L’IMPLICATION DU SALARIE DANS L’ENTREPRISE IN BONIS
La vie de l’entreprise, personne morale, se caractérise par une succession de périodes plus ou moins prospères, à l’image de celle des personnes physiques. Comme pour les personnes physiques, l’idéal des personnes morales est de demeurer dans la prospérité, ou tout au moins, en bonne santé. A ce stade, on parle de l’entreprise in bonis, elle désigne la situation de l’entreprise qui jouit de l’ensemble des droits d’usage et de disposition qui lui sont conférés par le droit sur la gestion de son patrimoine. C’est l’entreprise dont l’entité gouvernante disposerait de l’ensemble des pouvoirs qui lui sont reconnus. Bien évidemment, cet état n’est pas immuable, car comme le disait Jules Romain, tout homme bien portant est un malade qui s’ignore, c’est dire que l’entreprise in bonis mérite également d’être observée. L’entreprise in bonis, serait alors cette entreprise qui, bien qu’exposée aux difficultés, continue de fonctionner, c’est l’entreprise qui n’est pas en cessation des paiements, c’est-à-dire que son actif peut faire face à son passif. A son opposé, l’on a les entreprises qui ayant été placées sous le régime de traitement judiciaire, sont à degrés divers déchues des droits de disposer de leurs biens qui constituent le gage de leurs créanciers.

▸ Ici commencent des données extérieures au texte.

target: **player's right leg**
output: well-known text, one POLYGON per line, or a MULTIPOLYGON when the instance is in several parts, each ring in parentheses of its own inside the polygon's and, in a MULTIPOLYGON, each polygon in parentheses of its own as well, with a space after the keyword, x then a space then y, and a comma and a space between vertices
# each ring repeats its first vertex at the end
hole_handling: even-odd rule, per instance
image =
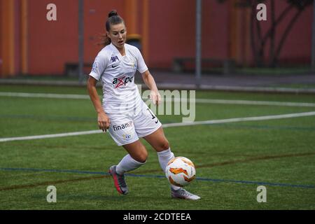
POLYGON ((124 114, 108 115, 111 120, 108 132, 111 138, 118 146, 122 146, 128 152, 117 165, 109 168, 108 172, 113 177, 117 191, 126 195, 128 188, 124 174, 143 165, 146 161, 148 153, 139 140, 134 122, 130 116, 124 114))
POLYGON ((128 187, 125 180, 125 172, 140 167, 146 163, 148 152, 139 140, 122 146, 128 152, 117 165, 109 168, 109 174, 114 181, 114 186, 117 191, 123 195, 128 193, 128 187))

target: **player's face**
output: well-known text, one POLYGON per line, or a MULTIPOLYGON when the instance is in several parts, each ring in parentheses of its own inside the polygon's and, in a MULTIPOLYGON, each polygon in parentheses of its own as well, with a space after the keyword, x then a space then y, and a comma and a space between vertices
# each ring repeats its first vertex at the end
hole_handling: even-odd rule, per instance
POLYGON ((107 35, 111 38, 111 43, 118 48, 122 48, 126 42, 127 30, 126 27, 122 22, 115 25, 111 25, 109 32, 107 35))

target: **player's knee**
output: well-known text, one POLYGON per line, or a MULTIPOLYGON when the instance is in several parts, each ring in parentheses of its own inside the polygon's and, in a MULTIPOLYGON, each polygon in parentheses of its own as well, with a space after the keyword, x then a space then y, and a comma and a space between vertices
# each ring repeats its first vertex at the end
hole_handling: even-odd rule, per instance
POLYGON ((148 160, 148 151, 144 148, 141 150, 141 153, 138 155, 136 160, 139 162, 144 163, 146 162, 146 160, 148 160))

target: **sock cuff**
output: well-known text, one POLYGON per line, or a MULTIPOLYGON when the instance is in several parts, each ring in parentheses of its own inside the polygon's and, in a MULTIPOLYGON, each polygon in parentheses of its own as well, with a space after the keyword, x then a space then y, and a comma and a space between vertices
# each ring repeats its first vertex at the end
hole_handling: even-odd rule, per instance
POLYGON ((145 164, 146 162, 146 161, 148 160, 148 159, 146 159, 146 161, 144 161, 144 162, 139 162, 139 161, 136 161, 136 160, 134 160, 131 155, 130 155, 130 154, 128 154, 129 155, 129 156, 130 157, 130 159, 132 160, 132 162, 134 162, 134 163, 136 163, 136 164, 145 164))
POLYGON ((158 155, 162 155, 162 156, 167 155, 169 155, 170 153, 172 153, 171 148, 167 148, 166 150, 164 150, 162 151, 160 151, 160 152, 158 152, 158 155))

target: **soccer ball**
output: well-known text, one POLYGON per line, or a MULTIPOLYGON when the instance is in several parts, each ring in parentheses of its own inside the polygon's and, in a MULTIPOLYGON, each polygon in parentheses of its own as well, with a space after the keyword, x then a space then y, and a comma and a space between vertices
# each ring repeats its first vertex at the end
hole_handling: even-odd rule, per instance
POLYGON ((195 178, 196 170, 190 160, 185 157, 176 157, 167 163, 165 175, 171 184, 183 187, 195 178))

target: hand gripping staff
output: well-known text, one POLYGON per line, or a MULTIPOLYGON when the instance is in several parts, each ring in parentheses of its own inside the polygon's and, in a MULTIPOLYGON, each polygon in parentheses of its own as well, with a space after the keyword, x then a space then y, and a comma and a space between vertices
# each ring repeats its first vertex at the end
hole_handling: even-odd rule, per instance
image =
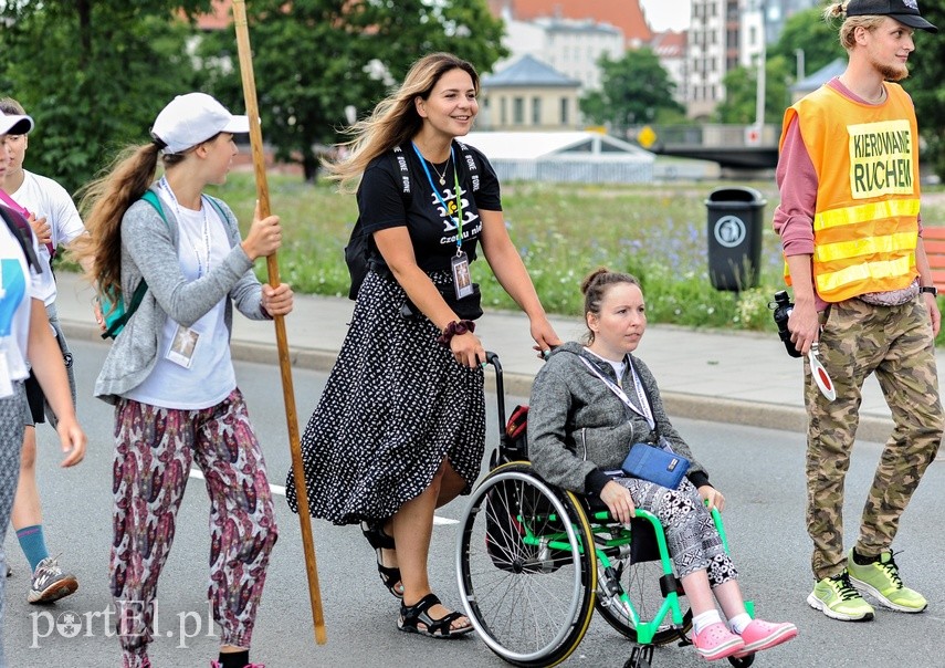
MULTIPOLYGON (((237 27, 237 48, 240 54, 240 74, 243 80, 243 96, 246 102, 246 115, 250 117, 250 144, 253 149, 253 170, 256 178, 256 196, 260 201, 260 216, 270 215, 269 185, 265 177, 262 128, 256 104, 256 84, 253 76, 253 55, 250 49, 250 32, 246 23, 244 0, 233 0, 233 23, 237 27)), ((279 261, 275 253, 266 258, 269 283, 279 286, 279 261)), ((288 341, 285 336, 285 321, 282 315, 273 317, 275 322, 275 342, 279 347, 279 368, 282 372, 282 395, 285 401, 285 421, 288 425, 288 447, 292 450, 292 467, 295 474, 295 491, 298 498, 298 522, 302 525, 302 547, 305 553, 305 571, 308 575, 308 597, 312 602, 312 619, 315 623, 315 641, 324 645, 325 618, 322 614, 322 593, 318 588, 318 568, 315 564, 315 544, 312 539, 312 520, 308 515, 308 493, 305 489, 305 469, 302 463, 302 447, 298 441, 298 419, 295 415, 295 392, 292 387, 292 367, 288 361, 288 341)))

Il est nécessaire de maintenir l’entreprise saine. Lorsque l’entreprise fonctionne normalement, les créanciers sont payés, le crédit est sauvegardé, le débiteur honorable, les actionnaires conservent leur argent, les collectivités locales perçoivent leurs impôts et leurs taxes, les fournisseurs conservent leur marché, les clients gardent leur approvisionnement et surtout les salariés leur emploi . Toutes les parties prenantes sont positivement affectées par le bon fonctionnement de l’entreprise. C’est légitimement que toutes les parties prenantes s’investissent dans la perpétuation de l’activité de l’entreprise. Les salariés, parties prenantes internes, doivent s’investir dans le maintien de leur source de revenu professionnelle qui leur permet de vivre de manière décente. Cet investissement ou implication se justifie par deux motifs : la nécessité de préserver l’intérêt de l’entreprise et l’impératif de conjurer la crise .

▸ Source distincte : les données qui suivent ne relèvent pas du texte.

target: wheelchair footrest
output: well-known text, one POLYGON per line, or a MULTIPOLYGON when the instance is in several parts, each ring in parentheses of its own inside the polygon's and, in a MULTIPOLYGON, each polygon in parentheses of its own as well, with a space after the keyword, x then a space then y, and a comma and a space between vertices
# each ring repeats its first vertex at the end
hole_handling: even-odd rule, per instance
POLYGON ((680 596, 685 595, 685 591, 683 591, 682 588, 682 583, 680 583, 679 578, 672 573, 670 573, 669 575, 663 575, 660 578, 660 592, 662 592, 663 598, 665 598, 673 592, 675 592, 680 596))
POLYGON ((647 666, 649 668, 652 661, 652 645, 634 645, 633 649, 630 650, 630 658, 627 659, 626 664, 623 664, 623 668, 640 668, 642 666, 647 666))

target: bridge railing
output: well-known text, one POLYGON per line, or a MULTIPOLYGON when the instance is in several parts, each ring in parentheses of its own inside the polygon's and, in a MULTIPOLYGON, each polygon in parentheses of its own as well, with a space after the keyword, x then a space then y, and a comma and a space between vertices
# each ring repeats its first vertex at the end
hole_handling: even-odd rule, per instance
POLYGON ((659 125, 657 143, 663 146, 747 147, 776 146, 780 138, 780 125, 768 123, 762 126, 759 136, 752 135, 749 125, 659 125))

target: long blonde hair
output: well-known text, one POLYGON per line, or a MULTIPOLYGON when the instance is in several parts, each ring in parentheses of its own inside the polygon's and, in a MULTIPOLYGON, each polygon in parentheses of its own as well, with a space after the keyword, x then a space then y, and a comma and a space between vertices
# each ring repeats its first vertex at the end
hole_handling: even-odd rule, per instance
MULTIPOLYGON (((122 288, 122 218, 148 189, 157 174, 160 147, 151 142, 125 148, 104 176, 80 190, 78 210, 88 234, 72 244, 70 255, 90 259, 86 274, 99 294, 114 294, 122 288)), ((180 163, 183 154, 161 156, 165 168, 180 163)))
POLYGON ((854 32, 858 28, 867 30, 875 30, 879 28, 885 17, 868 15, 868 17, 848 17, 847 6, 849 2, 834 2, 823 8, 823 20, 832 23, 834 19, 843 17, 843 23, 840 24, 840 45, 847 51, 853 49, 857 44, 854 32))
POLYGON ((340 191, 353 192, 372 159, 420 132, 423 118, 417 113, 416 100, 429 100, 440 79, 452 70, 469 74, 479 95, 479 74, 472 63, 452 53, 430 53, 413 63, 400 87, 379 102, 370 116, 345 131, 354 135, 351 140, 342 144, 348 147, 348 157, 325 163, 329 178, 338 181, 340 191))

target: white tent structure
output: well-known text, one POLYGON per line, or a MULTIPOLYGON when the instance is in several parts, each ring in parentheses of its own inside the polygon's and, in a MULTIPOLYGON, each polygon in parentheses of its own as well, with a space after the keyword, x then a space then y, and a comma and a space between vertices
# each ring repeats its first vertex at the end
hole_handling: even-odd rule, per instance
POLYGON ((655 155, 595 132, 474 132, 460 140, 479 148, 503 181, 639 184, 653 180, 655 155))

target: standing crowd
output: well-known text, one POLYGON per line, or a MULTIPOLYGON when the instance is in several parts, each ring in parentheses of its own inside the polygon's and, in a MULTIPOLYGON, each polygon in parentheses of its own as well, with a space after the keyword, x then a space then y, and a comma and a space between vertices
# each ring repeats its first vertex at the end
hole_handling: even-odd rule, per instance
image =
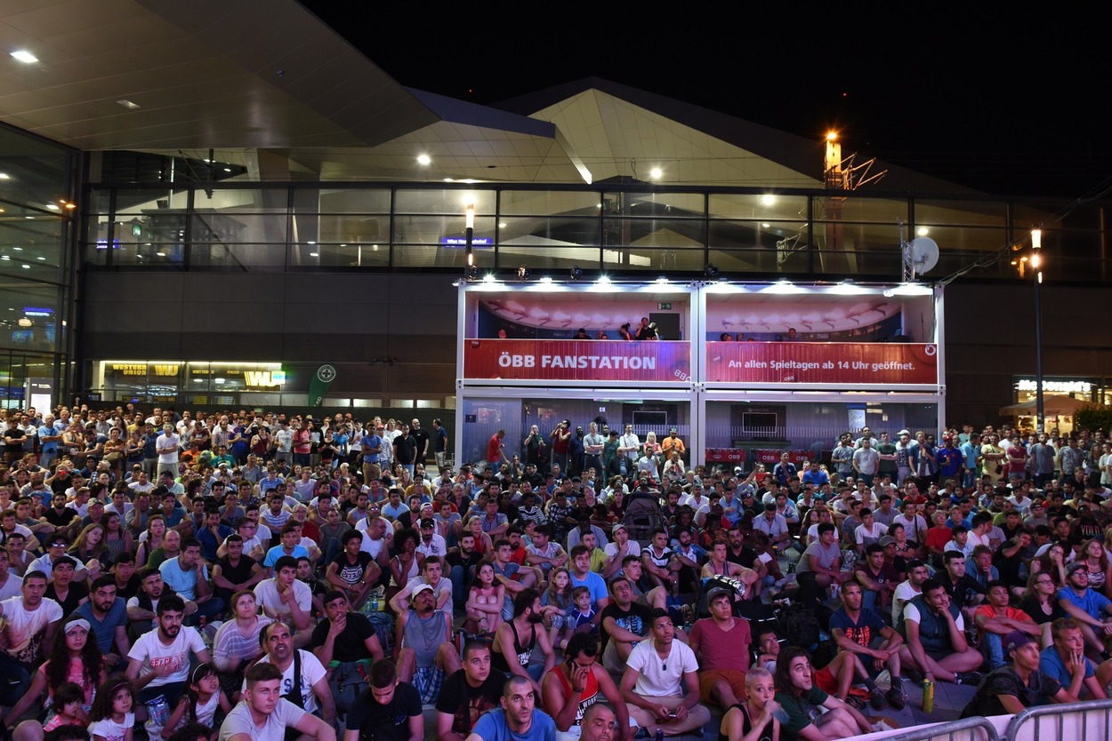
POLYGON ((1102 432, 865 428, 746 471, 574 430, 455 470, 439 420, 9 412, 6 730, 420 741, 431 705, 438 741, 596 741, 715 709, 813 741, 907 682, 973 715, 1112 691, 1102 432))

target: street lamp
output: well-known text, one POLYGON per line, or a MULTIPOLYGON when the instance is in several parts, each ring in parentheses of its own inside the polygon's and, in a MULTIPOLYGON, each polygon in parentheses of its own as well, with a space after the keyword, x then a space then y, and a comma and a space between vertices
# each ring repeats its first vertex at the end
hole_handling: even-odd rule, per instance
POLYGON ((471 242, 475 239, 475 203, 468 203, 464 213, 467 218, 467 269, 475 267, 475 253, 471 251, 471 242))
POLYGON ((1035 278, 1035 431, 1046 431, 1042 392, 1042 230, 1031 230, 1031 269, 1035 278))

UNE IMPLICATION JUSTIFIEE PAR LA NECESSITE DE PRESERVER L’INTERET DE L’ENTREPRISE
Impliquer le salarié dans la vie de l’entreprise peut a priori paraître prétentieux si l’on se fonde sur l’approche propriétariste des biens, et selon laquelle le titulaire d’un bien devrait avoir l’usus l’abusus et le fructus sur ledit bien. Il ne devrait pas être gêné dans la jouissance de son bien. Sous cet angle, les détenteurs de capitaux seraient fondés à combattre toute irruption qui, de près ou de loin, pourrait gêner leur liberté dans la conduite de leurs affaires. Cependant, comme tout droit universellement reconnu, le droit de propriété connaît un encadrement, lequel est censé garantir son usage dans le respect de l’ordre public. Pour ce qui est du droit des propriétaires de l’entreprise, ils doivent nécessairement s’exercer en conformité avec la préservation de l’intérêt de l’entreprise. L’intérêt de l’entreprise est en effet un vase creux, un idéal tendanciel, et dont la défense et la protection pourraient échoir à tous ceux qui participent de près ou de loin à lavie de l’entreprise.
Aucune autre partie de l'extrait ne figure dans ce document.